In applying those previous judgments, the court concluded that an appeal of the costs order was not within the scope of, and so barred by, section 68(4) of the Act, because:
- The purpose and policy reasons behind section 68(4) (and the equivalently worded section 67(4)) of the Act are to prevent delays and excessive costs. However, the court found that an appeal on the issue of the currency of costs awarded, would not have a “similar disruptive effect” as appealing a substantive decision on challenging an award. Thus, such policy reasons did not apply.
- The costs order was not a decision made under section 68 of the Act or by reference to any provision of the Act. It was made expressly under section 51 of the Senior Courts Act 1981 and Civil Procedure Rule Part 44.2(1). Costs were therefore ordered under a jurisdictional regime entirely separate and free-standing from that under the Act.
- Further, the decision on costs was not part of the process of determining the challenge under section 68 of the Act (similar to the Manchester City decision).

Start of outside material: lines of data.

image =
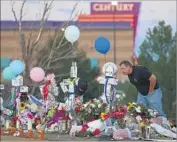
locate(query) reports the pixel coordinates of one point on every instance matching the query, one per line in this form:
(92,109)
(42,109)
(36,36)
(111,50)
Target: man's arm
(147,75)
(152,80)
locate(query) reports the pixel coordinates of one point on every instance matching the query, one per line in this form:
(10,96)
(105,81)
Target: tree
(158,52)
(31,46)
(55,55)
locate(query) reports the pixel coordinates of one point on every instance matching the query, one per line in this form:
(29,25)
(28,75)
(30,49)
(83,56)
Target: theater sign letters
(108,8)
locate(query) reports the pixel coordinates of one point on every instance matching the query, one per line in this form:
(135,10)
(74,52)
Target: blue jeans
(153,101)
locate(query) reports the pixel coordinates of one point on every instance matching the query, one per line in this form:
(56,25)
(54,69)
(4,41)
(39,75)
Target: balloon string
(105,58)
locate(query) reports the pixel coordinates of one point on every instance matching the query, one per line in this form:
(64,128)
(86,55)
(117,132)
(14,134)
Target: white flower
(85,105)
(99,105)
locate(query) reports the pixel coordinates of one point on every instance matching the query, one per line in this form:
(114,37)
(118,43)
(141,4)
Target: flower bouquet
(90,110)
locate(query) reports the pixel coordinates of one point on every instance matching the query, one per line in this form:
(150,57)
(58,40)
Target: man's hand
(152,80)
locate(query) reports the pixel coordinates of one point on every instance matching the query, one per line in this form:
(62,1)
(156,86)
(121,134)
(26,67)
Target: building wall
(124,44)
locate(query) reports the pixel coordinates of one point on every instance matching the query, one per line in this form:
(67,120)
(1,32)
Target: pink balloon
(37,74)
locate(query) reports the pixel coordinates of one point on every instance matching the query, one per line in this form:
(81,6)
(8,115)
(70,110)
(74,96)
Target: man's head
(125,67)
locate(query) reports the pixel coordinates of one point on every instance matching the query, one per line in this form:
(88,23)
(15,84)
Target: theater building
(116,22)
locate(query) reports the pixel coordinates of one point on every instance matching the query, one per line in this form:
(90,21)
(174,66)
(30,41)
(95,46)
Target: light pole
(114,3)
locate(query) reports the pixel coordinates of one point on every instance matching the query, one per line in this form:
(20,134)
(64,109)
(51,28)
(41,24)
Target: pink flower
(30,116)
(89,110)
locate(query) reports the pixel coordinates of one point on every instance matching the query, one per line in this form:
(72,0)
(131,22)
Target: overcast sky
(150,13)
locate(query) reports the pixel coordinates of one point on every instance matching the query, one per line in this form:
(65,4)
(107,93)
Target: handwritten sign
(120,8)
(23,89)
(18,81)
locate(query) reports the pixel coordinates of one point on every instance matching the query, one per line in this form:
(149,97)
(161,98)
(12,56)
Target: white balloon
(33,107)
(72,33)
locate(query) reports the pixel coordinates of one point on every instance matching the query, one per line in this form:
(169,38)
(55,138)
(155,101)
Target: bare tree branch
(59,46)
(13,11)
(21,15)
(47,8)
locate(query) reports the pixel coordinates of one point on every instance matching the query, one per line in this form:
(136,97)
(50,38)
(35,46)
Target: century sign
(120,8)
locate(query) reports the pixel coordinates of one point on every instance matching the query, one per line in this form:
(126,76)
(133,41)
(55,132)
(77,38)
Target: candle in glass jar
(29,124)
(7,124)
(17,124)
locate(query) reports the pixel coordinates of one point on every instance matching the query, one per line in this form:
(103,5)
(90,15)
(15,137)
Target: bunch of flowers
(90,110)
(140,110)
(85,133)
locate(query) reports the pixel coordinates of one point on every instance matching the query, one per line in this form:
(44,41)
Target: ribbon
(35,100)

Thus, the court had jurisdiction in principle and granted P&ID permission to appeal.
The substantive issue on appeal
The substantive issue was significant in monetary terms.

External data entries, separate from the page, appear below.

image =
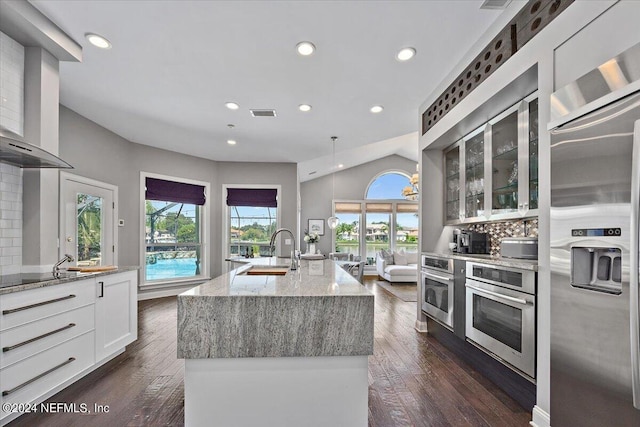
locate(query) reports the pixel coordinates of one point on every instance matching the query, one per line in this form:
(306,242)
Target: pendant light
(333,221)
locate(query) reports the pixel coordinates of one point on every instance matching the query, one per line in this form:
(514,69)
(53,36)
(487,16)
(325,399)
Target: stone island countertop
(317,310)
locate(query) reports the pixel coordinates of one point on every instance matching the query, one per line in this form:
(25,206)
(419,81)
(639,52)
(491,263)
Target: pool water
(171,268)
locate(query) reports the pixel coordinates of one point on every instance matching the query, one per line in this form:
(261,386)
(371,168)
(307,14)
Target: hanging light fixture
(333,221)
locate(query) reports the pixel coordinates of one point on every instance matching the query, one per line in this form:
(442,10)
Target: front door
(87,212)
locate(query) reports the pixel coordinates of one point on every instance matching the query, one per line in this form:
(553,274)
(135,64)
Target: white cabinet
(54,335)
(116,313)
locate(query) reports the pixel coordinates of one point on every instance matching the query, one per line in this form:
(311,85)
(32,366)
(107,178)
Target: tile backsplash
(10,219)
(511,228)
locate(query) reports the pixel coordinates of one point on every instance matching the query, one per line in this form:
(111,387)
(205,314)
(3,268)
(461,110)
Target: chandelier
(411,192)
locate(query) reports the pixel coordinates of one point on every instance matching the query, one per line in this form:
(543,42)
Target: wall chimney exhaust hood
(16,152)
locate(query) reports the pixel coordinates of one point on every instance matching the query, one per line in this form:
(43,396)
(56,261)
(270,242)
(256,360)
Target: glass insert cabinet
(492,173)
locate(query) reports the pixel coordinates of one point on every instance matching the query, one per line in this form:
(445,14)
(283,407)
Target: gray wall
(100,154)
(351,184)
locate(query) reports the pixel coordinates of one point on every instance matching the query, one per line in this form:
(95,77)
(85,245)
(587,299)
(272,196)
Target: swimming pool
(171,268)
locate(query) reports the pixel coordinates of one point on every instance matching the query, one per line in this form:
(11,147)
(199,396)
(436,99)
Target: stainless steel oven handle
(497,295)
(437,276)
(634,282)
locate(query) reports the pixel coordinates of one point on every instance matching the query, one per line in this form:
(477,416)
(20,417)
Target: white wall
(100,154)
(351,184)
(546,52)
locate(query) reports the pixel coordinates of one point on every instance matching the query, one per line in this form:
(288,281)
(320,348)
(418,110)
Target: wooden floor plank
(413,379)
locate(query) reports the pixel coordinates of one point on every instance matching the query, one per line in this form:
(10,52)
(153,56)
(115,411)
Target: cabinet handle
(38,304)
(64,328)
(26,383)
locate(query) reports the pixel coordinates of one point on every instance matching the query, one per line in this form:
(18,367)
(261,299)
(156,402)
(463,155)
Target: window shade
(261,197)
(379,207)
(348,207)
(406,207)
(171,191)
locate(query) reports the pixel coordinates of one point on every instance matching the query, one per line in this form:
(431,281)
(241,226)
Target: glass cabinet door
(452,184)
(504,160)
(533,154)
(474,176)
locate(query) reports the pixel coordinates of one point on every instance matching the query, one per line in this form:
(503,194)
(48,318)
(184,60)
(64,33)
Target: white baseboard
(420,326)
(540,418)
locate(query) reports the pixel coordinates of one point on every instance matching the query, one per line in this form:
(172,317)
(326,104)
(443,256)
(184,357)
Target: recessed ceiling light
(98,41)
(305,48)
(406,54)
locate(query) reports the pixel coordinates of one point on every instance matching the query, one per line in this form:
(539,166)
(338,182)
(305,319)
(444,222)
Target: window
(174,229)
(348,230)
(388,186)
(252,218)
(384,218)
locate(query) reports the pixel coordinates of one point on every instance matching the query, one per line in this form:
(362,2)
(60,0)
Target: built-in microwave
(437,289)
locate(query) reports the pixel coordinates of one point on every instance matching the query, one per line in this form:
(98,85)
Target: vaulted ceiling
(174,64)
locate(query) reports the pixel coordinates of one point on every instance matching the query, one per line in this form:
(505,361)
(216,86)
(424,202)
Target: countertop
(522,264)
(317,310)
(47,279)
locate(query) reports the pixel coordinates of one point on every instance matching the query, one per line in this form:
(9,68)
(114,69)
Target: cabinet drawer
(26,340)
(22,307)
(31,378)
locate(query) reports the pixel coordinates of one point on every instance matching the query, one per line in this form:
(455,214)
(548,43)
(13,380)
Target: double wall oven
(437,288)
(501,313)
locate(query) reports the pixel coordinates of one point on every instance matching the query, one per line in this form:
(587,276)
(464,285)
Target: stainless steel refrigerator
(595,192)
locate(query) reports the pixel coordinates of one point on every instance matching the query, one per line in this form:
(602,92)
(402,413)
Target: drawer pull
(38,304)
(64,328)
(26,383)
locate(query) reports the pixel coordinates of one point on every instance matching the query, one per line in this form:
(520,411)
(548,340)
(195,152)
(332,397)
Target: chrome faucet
(294,261)
(56,267)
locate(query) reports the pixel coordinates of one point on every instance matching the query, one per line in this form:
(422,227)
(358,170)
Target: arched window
(387,185)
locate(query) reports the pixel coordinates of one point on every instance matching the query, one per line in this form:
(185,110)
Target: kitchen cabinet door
(474,176)
(452,190)
(116,312)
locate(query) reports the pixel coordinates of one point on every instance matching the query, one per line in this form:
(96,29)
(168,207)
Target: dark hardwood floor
(413,379)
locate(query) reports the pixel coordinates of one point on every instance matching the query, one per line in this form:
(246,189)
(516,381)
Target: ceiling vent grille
(495,4)
(263,113)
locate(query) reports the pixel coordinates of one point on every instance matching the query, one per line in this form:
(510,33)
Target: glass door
(504,161)
(86,219)
(474,175)
(533,154)
(452,184)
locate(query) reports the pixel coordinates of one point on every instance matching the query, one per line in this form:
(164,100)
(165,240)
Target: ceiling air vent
(495,4)
(263,113)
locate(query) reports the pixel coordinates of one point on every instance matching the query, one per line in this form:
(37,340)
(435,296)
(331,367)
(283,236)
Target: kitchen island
(284,350)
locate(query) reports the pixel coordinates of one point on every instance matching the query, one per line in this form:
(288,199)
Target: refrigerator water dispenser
(597,269)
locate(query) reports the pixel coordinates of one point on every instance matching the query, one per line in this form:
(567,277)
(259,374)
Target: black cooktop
(26,278)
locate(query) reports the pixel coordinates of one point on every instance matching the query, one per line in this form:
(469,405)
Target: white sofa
(395,273)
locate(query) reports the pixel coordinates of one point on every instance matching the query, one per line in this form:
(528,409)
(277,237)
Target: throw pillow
(387,256)
(399,258)
(412,257)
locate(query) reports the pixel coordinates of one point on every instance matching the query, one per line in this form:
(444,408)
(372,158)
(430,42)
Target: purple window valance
(262,197)
(170,191)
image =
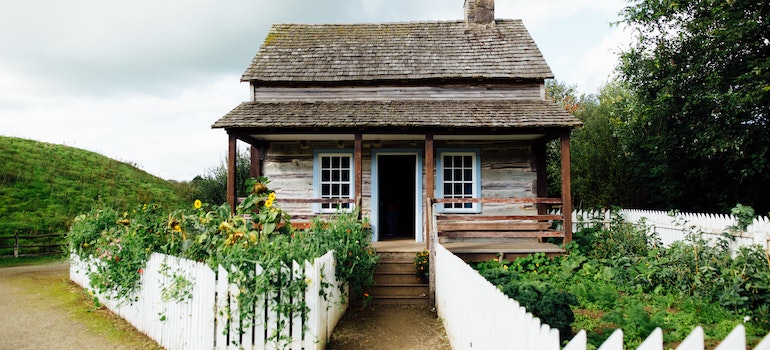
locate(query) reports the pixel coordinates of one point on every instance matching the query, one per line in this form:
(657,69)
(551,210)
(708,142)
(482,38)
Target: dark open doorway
(396,194)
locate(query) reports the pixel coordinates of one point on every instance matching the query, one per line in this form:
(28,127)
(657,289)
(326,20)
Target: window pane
(335,178)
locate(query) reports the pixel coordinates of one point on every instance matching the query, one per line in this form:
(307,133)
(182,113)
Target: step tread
(400,297)
(401,285)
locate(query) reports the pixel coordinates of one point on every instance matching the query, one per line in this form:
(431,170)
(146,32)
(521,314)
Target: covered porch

P&ID was ordered to pay Nigeria’s costs in pounds sterling, the currency in which Nigeria had compensated its legal representatives. P&ID surmised that Nigeria would have needed to convert Nigerian naira into pounds sterling to make such payments. The costs were ordered in the sum of around £43m. Due to the significant depreciation of the Nigerian naira, P&ID calculated that such a sum would have cost Nigeria some 23bn naira, whereas at the present date, the equivalent sum was about 76bn naira. Thus, it is inferred, that P&ID considered Nigeria to benefit from a windfall.
The court considered this substantive issue by reference to the decision in Cathay Pacific Airlines Ltd. v Lufthansa Technik AG [2019] EWHC 715 (Ch). There, an award of costs was regarded as a statutory indemnity, designed to compensate a party against the loss suffered. Therefore, the costs should be in a currency that most truly reflects such loss.
While the court agreed that an award of costs is a form of statutory indemnity, it disagreed that the indemnity should be viewed as one compensating a party for loss. Rather, it is an indemnity against the liability the recipient party incurred to its lawyers.
As Nigeria had been invoiced and had incurred a corresponding liability to its lawyers and had paid those invoices in pounds sterling, it was proper that Mr Justice Robin Knowles CBE awarded costs in that currency. P&ID’s appeal was dismissed.
Comment
While the decision on the substance of the appeal may be less surprising to most, the Court of Appeal accepting jurisdiction on the matter in the first place may be more controversial for some. It remains to be seen how the boundaries of the test for what falls inside and outside the express limits on the rights of appeal in the context of award challenges are applied.
Arguably, this decision and the prior three decisions of the Court of Appeal do not draw clear lines of demarcation. For now, arbitration practitioners and their clients are well advised to continue to consider the issue carefully.